MANSFIELD, TX-A Dallas developer has acquired 81 acres from the City of Mansfield to build a 900,000-sf to one-million-sf, mixed-use development. The near $8-million land acquisition pitted the local firm against a Pittsburgh developer looking to add to his retail fortress inside the growing suburb's line.
DCB Properties Ltd. outbid Kossman Development Co. for the northeast corner of US Highway 287 and Broad Street, essentially the city's geographical center. Greg Morris with Dunn Commercial LP single-handedly brokered the land sale between the city and DCB. He tells GlobeSt.com that details about the mixed-use development will be disclosed after Memorial Day. His best guess is it could take one to three years before ground breaks.

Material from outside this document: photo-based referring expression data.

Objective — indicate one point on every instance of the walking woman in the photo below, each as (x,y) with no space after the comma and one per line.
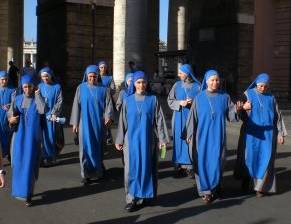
(206,129)
(25,112)
(107,81)
(125,92)
(92,111)
(263,127)
(180,100)
(52,94)
(7,94)
(141,131)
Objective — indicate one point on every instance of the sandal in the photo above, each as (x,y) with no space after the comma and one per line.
(259,194)
(207,198)
(28,203)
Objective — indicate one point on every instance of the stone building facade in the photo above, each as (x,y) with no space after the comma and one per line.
(11,36)
(240,39)
(80,33)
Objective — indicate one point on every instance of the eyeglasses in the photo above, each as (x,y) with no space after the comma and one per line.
(27,86)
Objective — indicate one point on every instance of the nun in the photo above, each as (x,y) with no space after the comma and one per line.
(25,112)
(206,130)
(2,171)
(125,92)
(141,131)
(52,94)
(92,111)
(7,94)
(107,81)
(180,100)
(263,127)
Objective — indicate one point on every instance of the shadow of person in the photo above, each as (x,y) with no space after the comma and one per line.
(175,215)
(283,181)
(112,180)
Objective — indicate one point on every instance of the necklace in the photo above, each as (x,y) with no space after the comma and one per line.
(139,106)
(211,107)
(259,100)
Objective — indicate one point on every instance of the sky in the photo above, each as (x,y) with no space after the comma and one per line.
(30,19)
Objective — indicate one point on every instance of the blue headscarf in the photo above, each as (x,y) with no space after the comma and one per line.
(207,75)
(3,74)
(90,69)
(136,75)
(187,69)
(27,79)
(127,77)
(261,78)
(102,63)
(48,71)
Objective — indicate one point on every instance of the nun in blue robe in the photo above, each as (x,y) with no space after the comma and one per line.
(124,92)
(26,140)
(206,129)
(52,93)
(182,90)
(7,94)
(92,107)
(107,81)
(141,127)
(262,125)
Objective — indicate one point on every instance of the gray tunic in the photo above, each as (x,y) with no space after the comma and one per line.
(57,108)
(161,136)
(120,100)
(190,135)
(174,105)
(76,120)
(268,183)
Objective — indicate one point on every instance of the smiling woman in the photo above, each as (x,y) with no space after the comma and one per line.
(30,19)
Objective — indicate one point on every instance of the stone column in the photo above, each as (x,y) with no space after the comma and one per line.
(264,36)
(178,25)
(11,26)
(135,36)
(119,61)
(177,29)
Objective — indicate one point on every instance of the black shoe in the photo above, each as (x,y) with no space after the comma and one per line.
(131,207)
(86,181)
(28,202)
(149,201)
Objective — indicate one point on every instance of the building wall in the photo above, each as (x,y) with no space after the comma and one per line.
(11,37)
(213,41)
(72,36)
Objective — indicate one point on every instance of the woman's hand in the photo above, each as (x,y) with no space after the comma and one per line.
(108,122)
(13,119)
(183,103)
(2,180)
(280,140)
(119,147)
(75,129)
(247,105)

The city planned to use the 81 acres for a town center with a 40-acre Big League Dreams Sports Park as the anchor. After an eminent domain outcry, officials started to rethink the large-scale undertaking, subsequently shifting the location of the proposed sports complex about three miles to the east. The sports project, though, has hit another snag with the Chino Hills, CA-based developer still embroiled in a battle over alcohol sales for the development.

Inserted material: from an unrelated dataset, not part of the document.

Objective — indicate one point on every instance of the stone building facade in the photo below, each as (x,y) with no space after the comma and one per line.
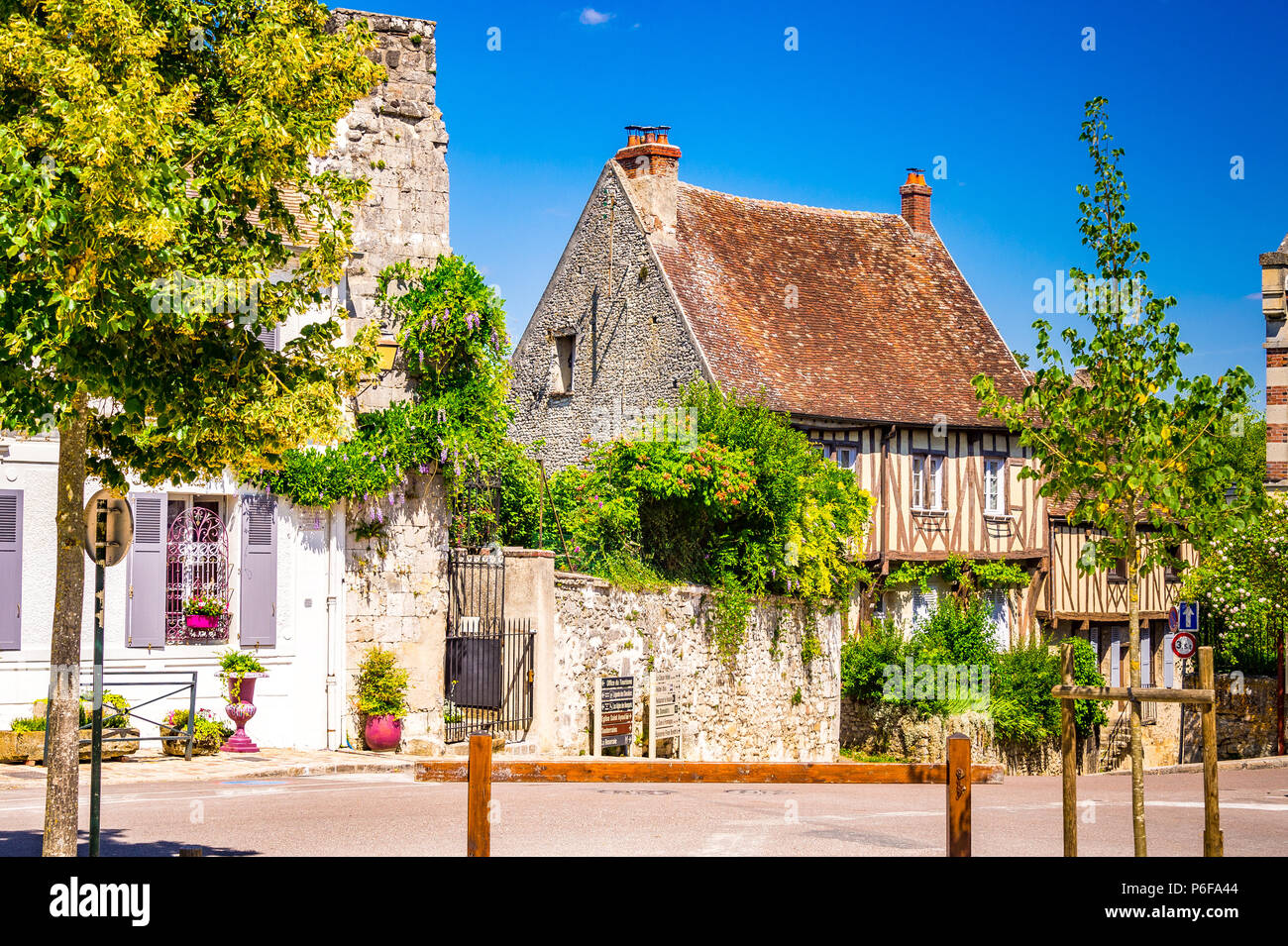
(395,138)
(769,705)
(606,341)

The city's double-digit residential growth has made it a retail goldmine, landing national retailers, restaurants and shops of all types after Wal-Mart Stores Inc. opened its doors and Kossman started to draw on a 70-acre land bank. Nonetheless, DCB's land plan is sure to contain more retail space, given residential growth patterns and 62% of the city's 38.8 square miles still undeveloped. DCB's not ready to say what it's going to develop, but Morris confirms the developer's gaming out a plan for up to one million sf of mixed-use space.

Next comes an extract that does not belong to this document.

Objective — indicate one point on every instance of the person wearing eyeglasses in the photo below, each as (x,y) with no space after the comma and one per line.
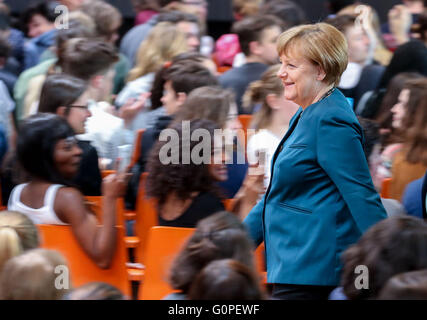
(68,97)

DCB's land block sits across the street from the 140-acre McCaslin Business Park, still in its infancy, and near 28 acres ticketed for a $127-million, full-service hospital, set to break ground June 17 and deliver in fourth quarter 2006. The Methodist Mansfield Medical Center, which includes a 72,000-sf office building, is being touted as one of the largest developments of its type in recent years in the region.